My scripts:
About myself: www.linkedin.com/in/ThomasWs-Mopfair
“Wonderful Wednesdays” are a monthly webinar organised by the Visualisation Special Interest Group of Statisticians in the Pharmaceutical Industry (PSI). Principles of effective data visualisation, based on physiological and psychological insights, have been the topic of a previous PSI VisSIG Webinar 1.
This script was written for the VIS-SIG Wonderful Wednesdays challenge 13 Nov 24 (link to video recording). The task involved summary data of a randomized study, and consisted of suggesting a better visualisation than the example chart.

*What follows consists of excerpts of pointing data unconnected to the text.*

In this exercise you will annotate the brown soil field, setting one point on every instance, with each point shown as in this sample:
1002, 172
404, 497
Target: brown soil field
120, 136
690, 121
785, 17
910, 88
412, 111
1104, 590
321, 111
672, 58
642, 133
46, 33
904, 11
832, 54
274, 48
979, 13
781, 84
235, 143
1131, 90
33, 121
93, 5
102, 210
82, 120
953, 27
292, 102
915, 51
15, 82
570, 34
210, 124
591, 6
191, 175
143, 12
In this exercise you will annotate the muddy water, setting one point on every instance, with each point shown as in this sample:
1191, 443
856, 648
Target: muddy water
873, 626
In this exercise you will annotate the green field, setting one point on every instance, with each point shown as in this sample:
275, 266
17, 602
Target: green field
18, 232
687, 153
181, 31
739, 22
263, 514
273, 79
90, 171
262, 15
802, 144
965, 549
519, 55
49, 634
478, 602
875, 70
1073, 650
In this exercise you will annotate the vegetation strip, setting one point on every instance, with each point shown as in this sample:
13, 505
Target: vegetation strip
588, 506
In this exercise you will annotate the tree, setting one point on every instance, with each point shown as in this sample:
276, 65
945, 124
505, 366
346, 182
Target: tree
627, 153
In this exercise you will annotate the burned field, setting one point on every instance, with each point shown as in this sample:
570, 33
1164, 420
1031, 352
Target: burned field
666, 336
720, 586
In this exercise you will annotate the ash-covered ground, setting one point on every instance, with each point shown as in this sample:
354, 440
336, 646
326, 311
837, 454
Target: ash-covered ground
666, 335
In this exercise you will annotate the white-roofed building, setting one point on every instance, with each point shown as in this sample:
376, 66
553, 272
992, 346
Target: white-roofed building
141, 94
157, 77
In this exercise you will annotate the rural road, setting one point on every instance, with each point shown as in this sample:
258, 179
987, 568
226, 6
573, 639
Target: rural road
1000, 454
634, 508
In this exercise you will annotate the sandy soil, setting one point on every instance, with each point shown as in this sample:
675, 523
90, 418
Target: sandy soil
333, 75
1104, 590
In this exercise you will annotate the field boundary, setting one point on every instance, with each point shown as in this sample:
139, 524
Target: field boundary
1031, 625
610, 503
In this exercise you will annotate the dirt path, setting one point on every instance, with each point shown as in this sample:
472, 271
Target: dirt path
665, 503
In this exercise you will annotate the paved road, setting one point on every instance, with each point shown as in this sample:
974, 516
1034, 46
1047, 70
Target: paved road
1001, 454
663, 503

# - r libraries and data - #
library(dplyr) # version 1.1.4 # general grammar
library(purrr) # version 1.0.2 # set_names, list_rbind
library(tidyr) # version 1.3.1 # pivot_longer, pivot_wider
library(ggpubr) # version 0.6.0, includes ggplot2 3.4.0 # ggarrange
library(ggrepel) # version 0.9.6 # geom_text_repel
library(RColorBrewer) # version 1.1-3 # scale_color_brewer (optional)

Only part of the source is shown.